23106.fb2
Повествование о БЕНАПах катится к концу. Торжественного финала не предполагается. Как это торжествовать, когда погибло десять миллионов, двадцать МИЛЛИОНОВ, ТРИДЦАТЬ МИЛЛИОНОВ… И гибнут, гибнут каждую минуту… Вот и торжествуй тут. Празднуй!.. А просто совесть у тебя есть?..
На улицах Берлина, в парках, во всех «верке» и «фабрик» шли жестокие бои. Круглосуточно и осатанело — не на жизнь, на смерть. Тяжелые орудия, самоходки и танки работали на прямой наводке вдоль улиц.
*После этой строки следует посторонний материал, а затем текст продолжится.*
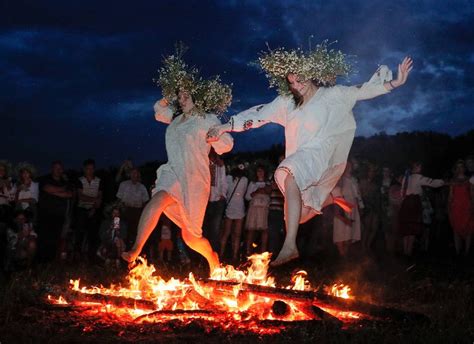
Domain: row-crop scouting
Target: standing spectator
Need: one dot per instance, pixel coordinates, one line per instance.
(347, 225)
(427, 218)
(132, 195)
(21, 241)
(371, 196)
(410, 215)
(165, 244)
(460, 207)
(235, 211)
(56, 194)
(385, 185)
(27, 195)
(395, 201)
(89, 196)
(217, 199)
(276, 218)
(113, 231)
(258, 193)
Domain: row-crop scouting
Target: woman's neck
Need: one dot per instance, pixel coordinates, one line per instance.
(189, 112)
(310, 93)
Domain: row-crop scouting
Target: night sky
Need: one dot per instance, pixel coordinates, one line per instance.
(76, 76)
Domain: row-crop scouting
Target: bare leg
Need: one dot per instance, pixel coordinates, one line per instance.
(236, 236)
(148, 221)
(225, 236)
(289, 250)
(249, 241)
(202, 246)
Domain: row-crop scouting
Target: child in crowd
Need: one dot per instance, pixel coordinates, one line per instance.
(21, 239)
(113, 232)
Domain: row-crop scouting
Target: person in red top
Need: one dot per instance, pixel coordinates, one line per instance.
(460, 207)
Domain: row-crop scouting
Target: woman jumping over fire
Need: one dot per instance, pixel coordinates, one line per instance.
(319, 127)
(183, 184)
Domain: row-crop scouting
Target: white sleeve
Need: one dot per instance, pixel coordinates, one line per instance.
(433, 183)
(370, 89)
(274, 112)
(229, 180)
(121, 191)
(163, 113)
(34, 189)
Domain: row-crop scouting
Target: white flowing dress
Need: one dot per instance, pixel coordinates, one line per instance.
(186, 176)
(318, 135)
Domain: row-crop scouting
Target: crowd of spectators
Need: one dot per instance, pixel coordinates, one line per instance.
(81, 217)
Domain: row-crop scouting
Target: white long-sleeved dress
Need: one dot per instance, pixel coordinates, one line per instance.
(318, 135)
(186, 177)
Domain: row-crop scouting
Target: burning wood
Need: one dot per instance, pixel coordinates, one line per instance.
(229, 296)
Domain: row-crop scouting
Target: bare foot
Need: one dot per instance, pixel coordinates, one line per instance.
(341, 202)
(286, 255)
(129, 256)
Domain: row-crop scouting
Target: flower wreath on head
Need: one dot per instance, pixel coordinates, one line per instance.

Где не помогало полное разрушение, применяли огнеметы и выжигали все до полной черноты. Без пяти минут победители в центре города уже рвались к Бранденбургским воротам, к Рейхсканцелярии, к Рейхстагу.
Господи, не отторгни их (и меня) от Своей Вселенной, и мы не будем чувствовать этого звериного одиночества бездны.
В Штансдорфе, на южной окраине Берлина, прямой линией через весь район, с запада на восток, проходил канал Тельтов. На той стороне канала, против танковых подразделений, оказалась цитадель «Ванзее» — тут в спешке, победном угаре и заносчивости разведка да и командование промахнулись. Развернулась нелепая и беспримерная атака: мотопехота, автоматчики и саперы на американских машинах-амфибиях… Не может всегда везти (есть закон — «через раз») — вот и не повезло. Влипли… Знаете, что такое «Цитадель»?..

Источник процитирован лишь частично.